Eine Rezension von Max Reizmann

Viel Nebensächliches und manches Interessante

Friedrich Fiedler: Aus der Literatenwelt

Charakterzüge und Urteile - Tagebuch.

Herausgegeben von Konstantin Asadowski.

Veröffentlichungen der Deutschen Akademie für Sprache und Dichtung, 71. Veröffentlichung.

Wallstein Verlag, Göttingen 1996, 576 S.

In der russischen Literaturgeschichte gab es des öfteren „Liebhaber der schönen Künste“, die in Tagebüchern oder langen Briefen alles, was ihnen in der literarischen Szene bedeutend erschien, der Nachwelt überliefern wollten. Friedrich Fiedler, selbst mit literarischen Werken nicht sehr erfolgreich, gehörte offensichtlich dazu.

In Konstantin Asadowskis vierzigseitigem Einleitungsartikel „Ein Ritter der russischen Literatur“ wird der Rußlanddeutsche ausführlich vorgestellt, als geistig produktiver Vermittler zwischen russischer und deutscher Literatur gewertet, als Übersetzer, Herausgeber und eigenwilliger Sammler gewürdigt.

Der Hauptteil des Buches - Friedrich Fiedlers Tagebuch Aus der Literatenwelt. Charakterzüge und Urteile - umfaßt einen Zeitraum von fast drei Jahrzehnten: vom 26. Februar 1888 bis zum 9. Dezember 1916. Auf mehr als 450 Druckseiten gibt es viele Kleinigkeiten und Nichtigkeiten, manches Nebensächliche und Unwichtige, z. B. wenn von kaum besuchten Abenden russischer Literaturgesellschaften berichtet wird. Mancher mag sich fragen, was soll es heute noch, wenn Friedrich Fiedler am 10. Agust 1899 in sein Tagebuch eintrug: „Gestern kam Mamin, dick, rot im Gesicht, in einem fragwürdigen, graupunktierten Paletot, eine Prikstschik- resp. Spitzbubenmütze auf dem Kopf, doch lieb und gutmütig. Komisch wie immer. Während des Sommers hat er zehn Druckbogen geschrieben.“ (S. 258) Oder: „Ich vergaß zu notieren, daß ich vorgestern im ,Verband‘ habe behaupten hören, Ant. Tschechow werde demnächst die Moskauer dramatische Schriftstellerin Knipper heiraten ...“ (S.264)

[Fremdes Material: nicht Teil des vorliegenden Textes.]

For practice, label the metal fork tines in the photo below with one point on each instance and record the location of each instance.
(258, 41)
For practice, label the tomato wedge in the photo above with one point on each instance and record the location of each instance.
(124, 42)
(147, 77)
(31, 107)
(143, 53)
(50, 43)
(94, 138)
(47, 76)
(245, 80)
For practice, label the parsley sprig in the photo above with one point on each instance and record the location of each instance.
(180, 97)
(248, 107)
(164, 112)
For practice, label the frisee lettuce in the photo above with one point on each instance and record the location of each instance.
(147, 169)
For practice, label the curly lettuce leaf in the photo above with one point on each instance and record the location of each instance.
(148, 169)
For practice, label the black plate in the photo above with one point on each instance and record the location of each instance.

Immerhin waren die drei Jahrzehnte in Fiedlers Tagebuch Höhepunkte des kritischen Realismus in der Weltliteratur und mit Namen wie Lew N. Tolstoj, Fjodor M. Dostojewski, Iwan Turgenjew und - als aufgehenden Stern - Maxim Gorki verbunden. Sergej A. Berdjajew, Friedrich Bodenstedt, Wladimir Bontsch-Brujewitsch, Wsewolod Garschin, Leonid Andrejew, Wladimir Lichatschow, Dimitrij Mereshkowski, Nikolaj Michailowskij sind Namen, auf die man in Fiedlers Tagebuch-Aufzeichnungen auf Schritt und Tritt stößt. Es spricht schon von Zeitgeist, wenn Friedrich Fiedler am 1. April 1904 notiert: „Ich komme soeben von der Premiere von Tschechows ,Kirschgarten‘. Die Darsteller wurden nach jedem Akt 3-4 Mal hervorgerufen, zum Schluß gegen acht. Auch nach dem Verfasser, als das Stück aus war, riefen etwa dreißig Stimmen ...“ (S. 323) Oder: „War heut in Kuokkala bei Repin. Er führte mich in seinem Atelier herum und ließ mich vor seinem neuesten ... Portrait Tolstojs niedersitzen. Ich wunderte mich über dessen sanftblickende Augen, und Repin versicherte, daß sei in der letzten Zeit ganz so; Tolstoj weine jetzt jedesmal, wenn er etwas Rührendes lese.“ (S. 402)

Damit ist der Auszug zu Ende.